As indicated in FIG. 1D and FIG. 1E, after the flexible substrate 120 is adhered to the rigid substrate 100, a TFT array 130 is formed on the flexible substrate 120. The flexible substrate 120 is removed from the rigid substrate 100 after the TFT array 130 is formed.
Several conventional issues regarding the use of the organic adhesive material 110 are to be resolved. First, the TFT array (e.g. amorphous silicon TFT) is generally formed at a temperature reaching approximately 370° C. at most, whereas the maximum tolerable temperature of the existing organic adhesive material 110 ranges from about 200° C. to about 250° C. Hence, out-gassing phenomenon and decomposition of the organic adhesive material 110 due to pyrolysis and are likely to occur during fabrication of the TFT array 130, and thereby the flexible substrate 120 is warped. Second, the organic adhesive material 110 is vulnerable to chemical solvent, and thus the flexible substrate 120 is warped because of the chemical solvent used for fabricating the TFT array.
To enhance heat resistance and chemical resistance of the organic adhesive material 110, adequate inorganic powder is frequently doped into the organic adhesive material 110 according to the related art, which improves adhesion of the organic adhesive material 110 but causes difficulty in removing the flexible substrate 120 from the rigid substrate 100. As such, while the flexible substrate 120 is being removed from the rigid substrate 100, the TFT array 130 (shown in FIG. 1E) on the flexible substrate 120 is broken.

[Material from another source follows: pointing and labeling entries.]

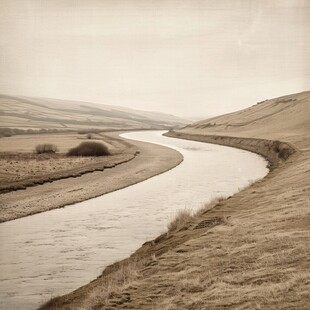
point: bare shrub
(46, 148)
(89, 148)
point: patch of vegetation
(89, 148)
(46, 148)
(182, 218)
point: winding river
(55, 252)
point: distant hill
(42, 113)
(282, 118)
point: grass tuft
(89, 148)
(182, 218)
(46, 148)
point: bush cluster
(46, 148)
(89, 148)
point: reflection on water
(55, 252)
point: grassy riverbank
(250, 251)
(67, 180)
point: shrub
(89, 149)
(46, 148)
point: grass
(109, 289)
(89, 148)
(46, 148)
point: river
(55, 252)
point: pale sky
(184, 57)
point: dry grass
(46, 148)
(108, 290)
(89, 148)
(181, 219)
(250, 251)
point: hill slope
(42, 113)
(285, 118)
(250, 251)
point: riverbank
(132, 163)
(248, 251)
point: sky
(183, 57)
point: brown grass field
(250, 251)
(21, 166)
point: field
(250, 251)
(42, 114)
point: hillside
(285, 118)
(250, 251)
(40, 113)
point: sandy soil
(131, 164)
(250, 251)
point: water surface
(55, 252)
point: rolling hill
(41, 113)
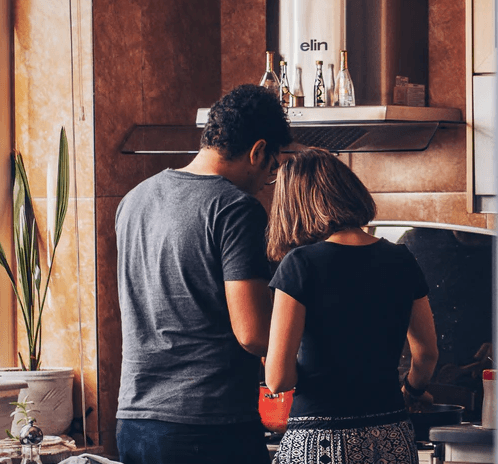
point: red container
(274, 409)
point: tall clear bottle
(330, 85)
(297, 97)
(319, 87)
(284, 88)
(344, 89)
(270, 79)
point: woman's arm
(286, 331)
(423, 345)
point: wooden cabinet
(481, 52)
(484, 36)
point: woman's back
(358, 303)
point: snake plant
(28, 287)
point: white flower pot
(51, 391)
(9, 392)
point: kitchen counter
(466, 442)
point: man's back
(180, 236)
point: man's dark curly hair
(242, 117)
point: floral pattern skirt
(380, 444)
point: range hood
(384, 39)
(382, 128)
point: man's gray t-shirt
(180, 236)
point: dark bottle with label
(284, 91)
(269, 78)
(319, 87)
(297, 96)
(344, 89)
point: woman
(345, 302)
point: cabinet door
(484, 36)
(484, 135)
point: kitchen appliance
(384, 39)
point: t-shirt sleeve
(243, 244)
(291, 277)
(421, 288)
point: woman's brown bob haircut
(315, 196)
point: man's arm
(249, 305)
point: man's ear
(257, 153)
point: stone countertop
(462, 433)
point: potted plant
(55, 409)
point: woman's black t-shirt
(358, 303)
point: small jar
(31, 454)
(489, 399)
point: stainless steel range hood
(384, 128)
(384, 38)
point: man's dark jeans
(142, 441)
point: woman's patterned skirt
(309, 441)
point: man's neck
(209, 162)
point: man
(193, 291)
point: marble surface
(465, 433)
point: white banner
(311, 30)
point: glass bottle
(319, 87)
(31, 454)
(297, 97)
(330, 86)
(284, 91)
(270, 79)
(344, 89)
(30, 437)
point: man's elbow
(280, 386)
(254, 346)
(428, 358)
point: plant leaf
(62, 186)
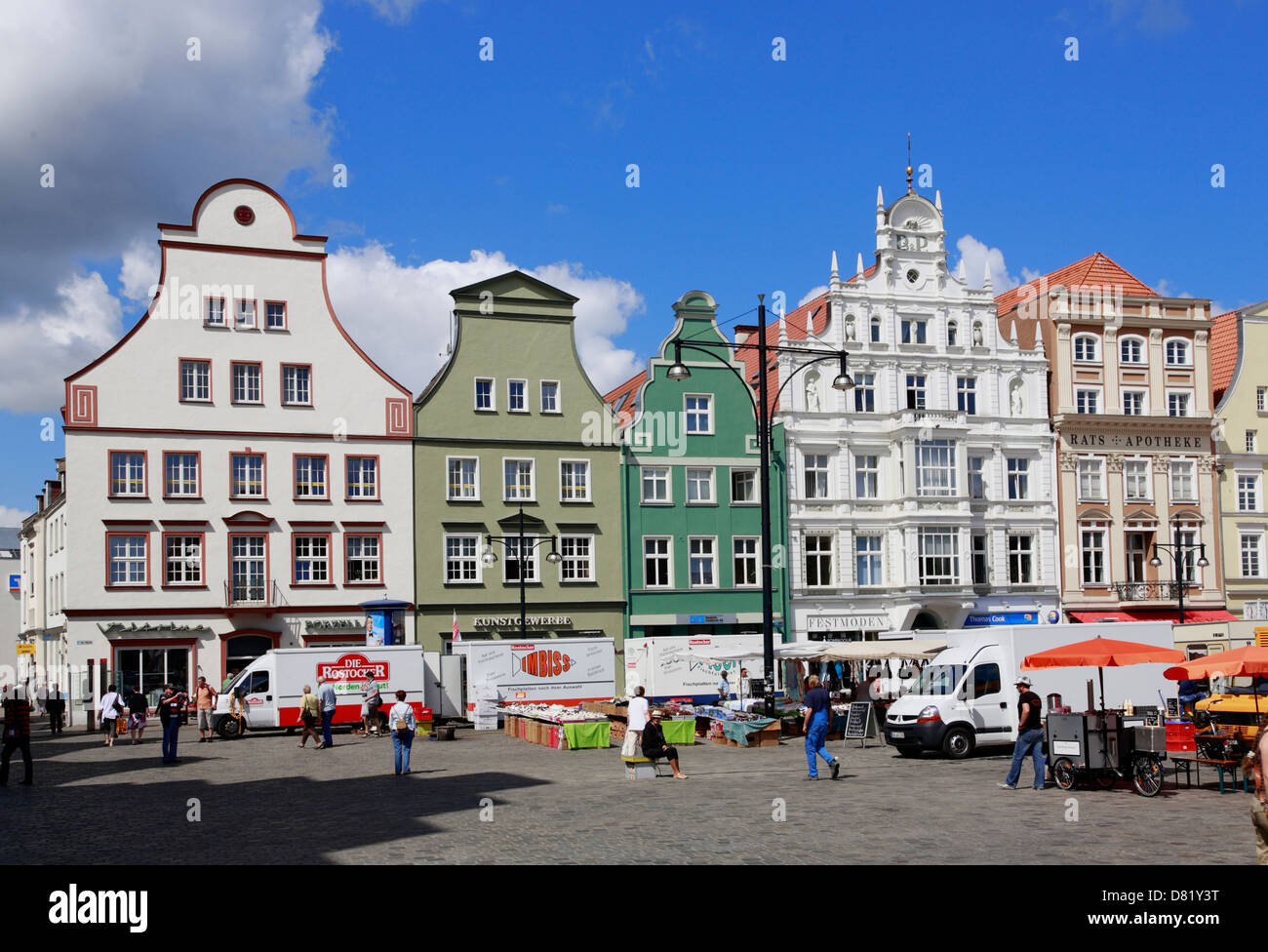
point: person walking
(309, 715)
(17, 733)
(329, 703)
(112, 706)
(404, 726)
(56, 707)
(139, 707)
(204, 700)
(169, 715)
(818, 719)
(1030, 736)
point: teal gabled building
(690, 492)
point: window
(130, 559)
(516, 400)
(461, 559)
(743, 487)
(1248, 494)
(128, 474)
(575, 481)
(311, 478)
(275, 316)
(195, 381)
(363, 477)
(1087, 349)
(311, 559)
(818, 561)
(463, 478)
(867, 568)
(244, 314)
(698, 410)
(939, 557)
(550, 397)
(1093, 549)
(967, 394)
(518, 479)
(916, 390)
(980, 561)
(1018, 478)
(1135, 477)
(934, 468)
(816, 476)
(1021, 561)
(245, 379)
(578, 558)
(1182, 481)
(1131, 350)
(1251, 562)
(214, 312)
(182, 561)
(655, 562)
(700, 486)
(297, 385)
(976, 486)
(700, 550)
(865, 393)
(744, 563)
(913, 331)
(246, 476)
(655, 485)
(180, 474)
(1091, 485)
(363, 559)
(866, 477)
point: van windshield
(938, 680)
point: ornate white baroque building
(925, 496)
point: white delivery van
(967, 697)
(274, 682)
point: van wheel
(958, 743)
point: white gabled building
(242, 469)
(925, 496)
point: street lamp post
(679, 372)
(490, 557)
(1179, 553)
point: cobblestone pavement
(262, 800)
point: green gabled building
(512, 422)
(690, 494)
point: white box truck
(967, 696)
(273, 684)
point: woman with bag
(404, 724)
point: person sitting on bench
(654, 748)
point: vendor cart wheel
(1063, 773)
(958, 743)
(1146, 776)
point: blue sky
(751, 170)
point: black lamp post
(490, 557)
(1179, 553)
(680, 372)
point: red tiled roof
(1224, 352)
(1094, 270)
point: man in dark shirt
(818, 719)
(1030, 735)
(17, 733)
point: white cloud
(975, 257)
(383, 303)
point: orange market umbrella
(1101, 653)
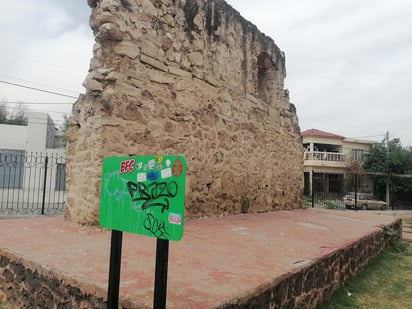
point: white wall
(13, 137)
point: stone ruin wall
(188, 77)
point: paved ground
(217, 259)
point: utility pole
(387, 169)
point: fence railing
(31, 183)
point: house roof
(319, 133)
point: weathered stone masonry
(192, 78)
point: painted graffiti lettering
(156, 227)
(127, 166)
(154, 194)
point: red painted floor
(217, 259)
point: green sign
(144, 195)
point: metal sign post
(160, 286)
(114, 270)
(142, 195)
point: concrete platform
(218, 261)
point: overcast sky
(349, 63)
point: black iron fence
(31, 183)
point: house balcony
(324, 159)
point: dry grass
(386, 282)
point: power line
(36, 83)
(37, 110)
(38, 89)
(40, 103)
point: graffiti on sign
(144, 195)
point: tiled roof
(319, 133)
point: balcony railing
(324, 156)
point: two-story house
(32, 165)
(331, 161)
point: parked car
(364, 201)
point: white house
(32, 169)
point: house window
(11, 168)
(60, 177)
(357, 154)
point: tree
(390, 162)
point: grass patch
(386, 282)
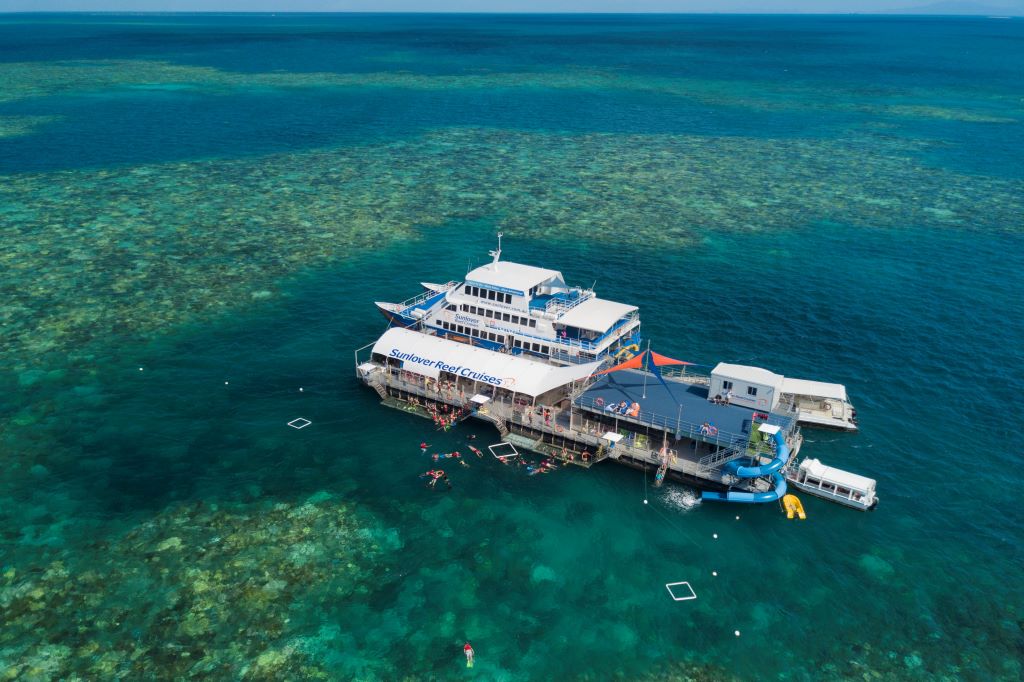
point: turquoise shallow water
(201, 212)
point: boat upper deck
(677, 406)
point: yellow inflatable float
(793, 505)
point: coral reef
(200, 590)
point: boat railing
(560, 306)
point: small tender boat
(437, 289)
(794, 507)
(834, 484)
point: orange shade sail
(640, 361)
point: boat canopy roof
(430, 355)
(838, 476)
(754, 375)
(595, 314)
(815, 388)
(513, 278)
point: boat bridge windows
(499, 315)
(475, 333)
(488, 294)
(529, 345)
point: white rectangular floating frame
(685, 597)
(498, 445)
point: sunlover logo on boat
(466, 372)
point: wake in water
(682, 499)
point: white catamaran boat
(560, 372)
(521, 309)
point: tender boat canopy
(754, 375)
(814, 388)
(838, 476)
(595, 314)
(422, 353)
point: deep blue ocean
(198, 212)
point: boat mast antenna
(498, 252)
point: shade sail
(642, 361)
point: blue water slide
(772, 469)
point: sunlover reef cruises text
(452, 369)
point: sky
(825, 6)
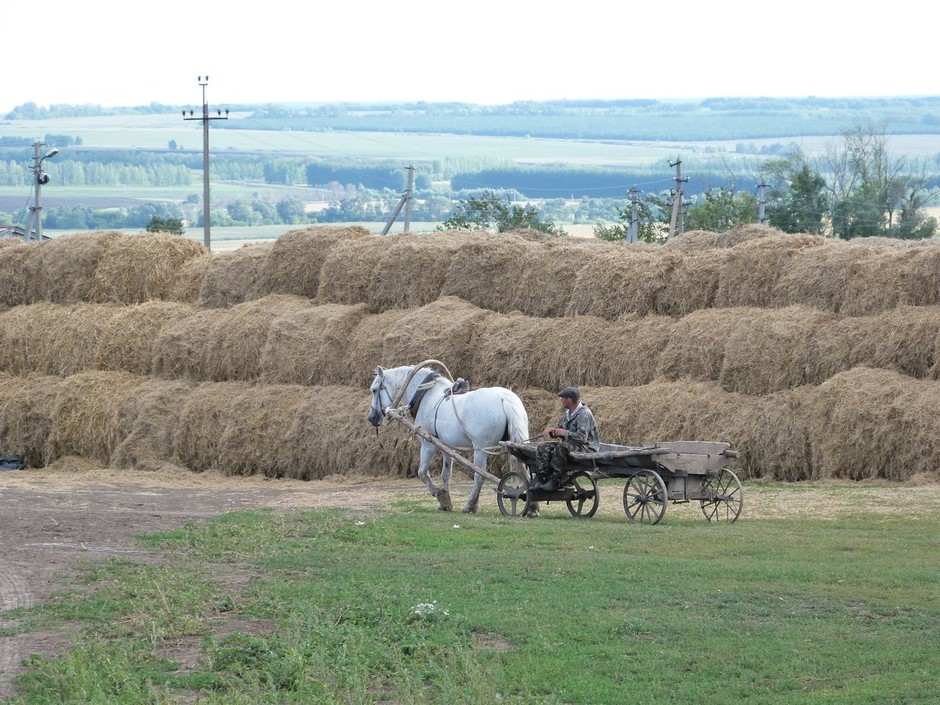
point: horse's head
(381, 398)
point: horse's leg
(439, 493)
(443, 495)
(479, 459)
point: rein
(426, 384)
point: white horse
(476, 420)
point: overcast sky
(485, 51)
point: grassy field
(818, 594)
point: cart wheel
(644, 497)
(725, 497)
(511, 494)
(586, 495)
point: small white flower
(426, 612)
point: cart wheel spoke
(644, 497)
(586, 497)
(723, 497)
(512, 494)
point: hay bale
(770, 352)
(820, 276)
(128, 334)
(17, 285)
(203, 417)
(233, 277)
(871, 285)
(310, 344)
(53, 339)
(624, 281)
(330, 436)
(509, 351)
(904, 339)
(692, 280)
(26, 406)
(25, 339)
(137, 268)
(284, 431)
(749, 276)
(870, 423)
(414, 268)
(837, 347)
(773, 436)
(85, 415)
(349, 271)
(146, 424)
(181, 349)
(189, 280)
(486, 269)
(365, 348)
(238, 338)
(258, 440)
(444, 330)
(650, 413)
(66, 266)
(699, 341)
(703, 239)
(920, 281)
(550, 273)
(294, 264)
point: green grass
(422, 606)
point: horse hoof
(443, 498)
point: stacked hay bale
(814, 358)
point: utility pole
(39, 178)
(634, 214)
(675, 224)
(205, 117)
(406, 201)
(761, 202)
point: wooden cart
(680, 471)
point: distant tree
(165, 225)
(490, 212)
(653, 212)
(291, 210)
(801, 205)
(720, 209)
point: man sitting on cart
(577, 430)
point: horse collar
(425, 385)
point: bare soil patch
(50, 519)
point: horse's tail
(517, 419)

In addition to doping the inorganic powder into the organic adhesive material 110, photo-sensitive adhesive materials are also employed according to the related art. After fabrication of the TFT array, the photo-sensitive adhesive materials are cured by irradiation, such that the adhesive materials are no longer adhesive, and that the flexible substrate 120 can be removed with ease. However, the applicable photo-sensitive adhesive materials cannot be determined at one's preference because of limited varieties.